ろ過装置の設計も彼女がいなければ完成はしなかったし、本を読む楽しみをかつての拠点で知って助手となったカリナの成長を思えばミドもインビンシブルにおいて必要不可欠な存在なのだ。
日が暮れていく。使われなくなってかなり経つ小屋を前から見つけていたので盗賊たちや魔物が付近にいないことを確認すると今日はここで休むことに決めた。
ロザリアにおいてもスリーリーズ湿地にて各所にある人があまり寄らない物置に盗賊たちが巣くう度に追い払っている。故郷が荒れ果てていくのはとても辛い、それにドレイクブレス破壊後民の生活は苦しい。ドレイクヘッド、ドレイクファングを有していた有数の領土が同じく消滅と共に混乱しており、各地の主だった人物たちがその対処に追われている。クリスタルと魔法失くしてこのヴァリスゼアでは生きていけない、と。

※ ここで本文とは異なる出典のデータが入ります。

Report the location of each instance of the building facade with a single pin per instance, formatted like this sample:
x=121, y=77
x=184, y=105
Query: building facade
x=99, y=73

ロザリアはフーゴの部下たちが皇国である兵達を打倒した故に少しその圧政から解かれつつある。
鉄王国にて熱い溶岩が流れる中、普段なら大人しいファイアリザードを下し。喉もからからだろうとジルに飲み水を差し出した時と変わらずそれで火打ち石を用いて湯を沸かしふたりで半分ずつ分け合いお茶を用意する。通りかかった小さな村で買ってきたパンとモリーが持たせてくれた干した果実を小屋に残されていた木の器で近くの川で丁寧に水洗いした後。ふたり分きちんと皿によそって食事を取った。
トルガルは途中で狩りに出たアンテロープを一頭分骨まで噛みつきながら。アンブロシアともう1頭にギサールの野菜を与え、川から汲んで来た水を飲ませてやる。

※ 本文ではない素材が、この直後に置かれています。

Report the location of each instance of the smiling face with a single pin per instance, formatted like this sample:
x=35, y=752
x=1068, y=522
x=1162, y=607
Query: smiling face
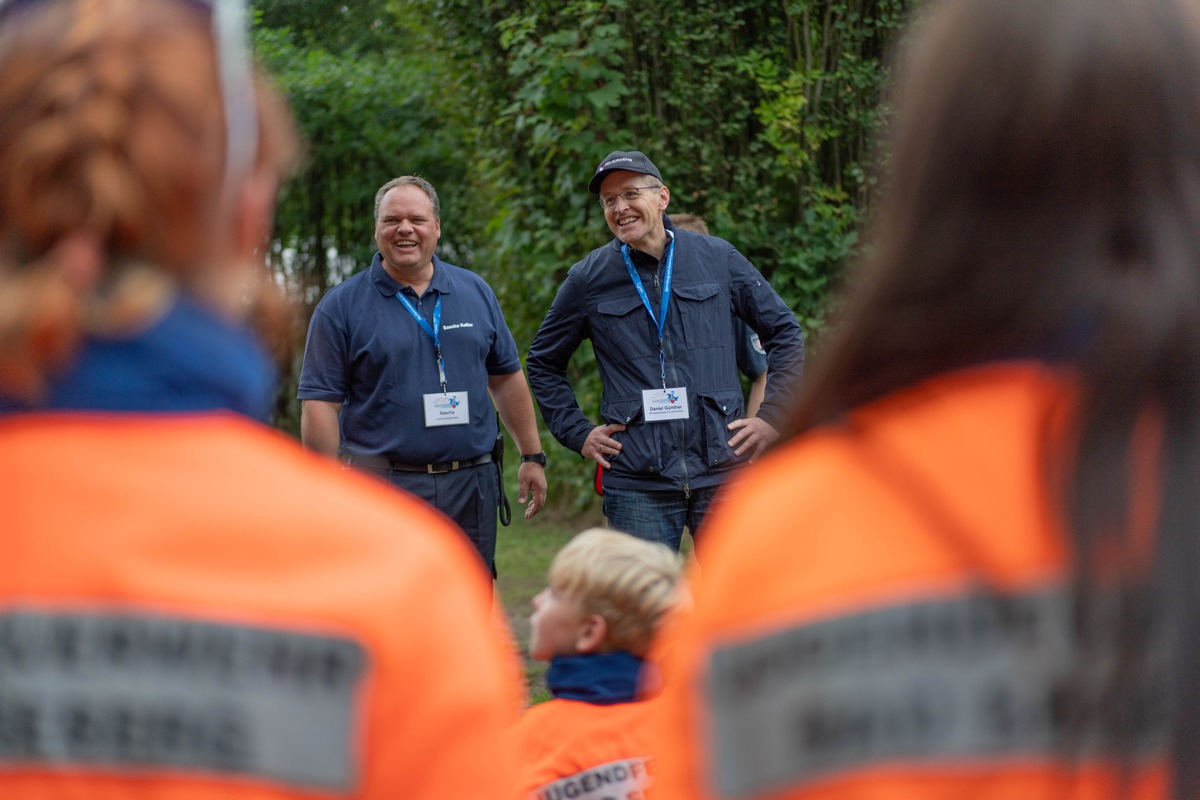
x=407, y=233
x=637, y=222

長旅をこの5年間続けて来たふたりにとってはこうした一連の流れも慣れたものだった。
未だ慣れない—新しい発見があるものと言えば。
火を起こした暖炉の前でふたり毛布にくるまりながら暖を取る。
ふっとしたクライヴの吐息にジルが耳を寄せる。
私を見つめる、このヴァリスゼアに蔓延る認識を測る、そして受け継ぐ者がいなくなったロザリス城を見送った彼のまなざしとは別の—…。
言葉に紡がずとも伝わってくるあなたを物語るもの、あなたの心の奥底にあるもの。
インビンシブルにてあなたは時折こうした風にそっとため息を吐く。
それは疲れから来るものではなく、あなたがひとりひとりを人として見つめて見出してくれたから皆が人らしく過ごせているのだと—ほっと出来る場所とは人が人らしく生きている世界なのだと感じているから。
ジョシュアとシドとの誓いから抗わなければならないこの世界において背負って行くもの重さを受け入れながら。あなた自身をヴァリスゼアへと差し出している。
“あなたが生きていることに意味はあるのよ”
“ジョシュアが与えてくれた2度目のチャンスだもの”
月に寄り添うメティアをふたりで見つめた時も。
シドとの誓いを受け継いで起こる悲しみと痛みは現実で。それでもマザークリスタル破壊の為に動くと決めた—その中には私のあの国においての因縁もあったからあなたは支えると言ってくれた—時も。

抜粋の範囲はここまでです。